Saim era uscito di casa per andare a tagliarsi i capelli, quando una guardia di sicurezza, che aveva notato addosso al ragazzo una collana con la croce, ha iniziato a chiedergli di recitare preghiere islamiche. Il giovane, dopo essersi rifiutato, è stato costretto a ingerire una sostanza nociva.
In Pakistan si è verificato l’ennesimo tentativo di conversione forzata nei confronti di un ragazzo cristiano di 13 anni, costretto a ingerire una sostanza tossica dopo essersi rifiutato di abbracciare l’Islam.
L’episodio è avvenuto nella città di Lahore il 13 aprile: Saim era uscito di casa per andare a tagliarsi i capelli, ma è stato fermato da una guardia di sicurezza musulmana che aveva notato che il ragazzo aveva al collo una croce.
La guardia, di nome Qadar Khan, ha strappato la collana e costretto Saim a recitare una preghiera islamica, ma il ragazzo si è rifiutato, dicendo di essere cristiano. L’uomo ha quindi costretto Saim a ingerire una sostanza tossica nel tentativo di avvelenarlo.
Sono stati i genitori del giovane a trovare il corpo del figlio senza conoscenza dopo diverse ore che Saim mancava da casa. Il padre, Liyaqat Randhava, si è rivolto alla polizia ma ha raccontato di aver ricevuto un trattamento iniquo.
Gli agenti hanno registrato la denuncia solo dopo diverse insistenze e una copia del documento non è stata rilasciata alla famiglia di Saim, che ha detto inoltre che diverse parti del racconto non sono state incluse nella denuncia (chiamata anche primo rapporto informativo o FIR).

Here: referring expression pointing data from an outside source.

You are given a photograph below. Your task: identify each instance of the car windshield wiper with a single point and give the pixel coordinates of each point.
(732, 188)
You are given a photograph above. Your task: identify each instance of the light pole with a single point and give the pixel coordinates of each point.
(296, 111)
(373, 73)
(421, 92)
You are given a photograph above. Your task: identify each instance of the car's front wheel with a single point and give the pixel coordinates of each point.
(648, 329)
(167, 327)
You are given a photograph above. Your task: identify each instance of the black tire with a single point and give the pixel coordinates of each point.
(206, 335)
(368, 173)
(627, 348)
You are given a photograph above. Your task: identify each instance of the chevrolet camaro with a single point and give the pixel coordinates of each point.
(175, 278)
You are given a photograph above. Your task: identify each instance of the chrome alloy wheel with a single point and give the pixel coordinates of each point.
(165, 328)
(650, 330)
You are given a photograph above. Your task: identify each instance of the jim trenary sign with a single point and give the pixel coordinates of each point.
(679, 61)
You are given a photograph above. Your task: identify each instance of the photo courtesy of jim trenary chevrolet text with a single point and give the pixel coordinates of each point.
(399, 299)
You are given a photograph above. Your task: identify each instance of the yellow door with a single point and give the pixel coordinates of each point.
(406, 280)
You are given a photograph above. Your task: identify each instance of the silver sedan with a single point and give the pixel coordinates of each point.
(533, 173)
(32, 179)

Joseph Johnson, presidente di Voice for Justice, ha espresso profonda preoccupazione per i crescenti episodi di conversioni religiose forzate in Pakistan e ha condannato quanto successo a Saim, aggiungendo che la polizia sta mostrando estrema negligenza nel caso. «Evitando di includere i dettagli cruciali nel FIR, la polizia ha sottoposto Saim e la sua famiglia a ulteriori abusi», ha affermato Johnson, chiedendo l’intervento del governo per un’indagine.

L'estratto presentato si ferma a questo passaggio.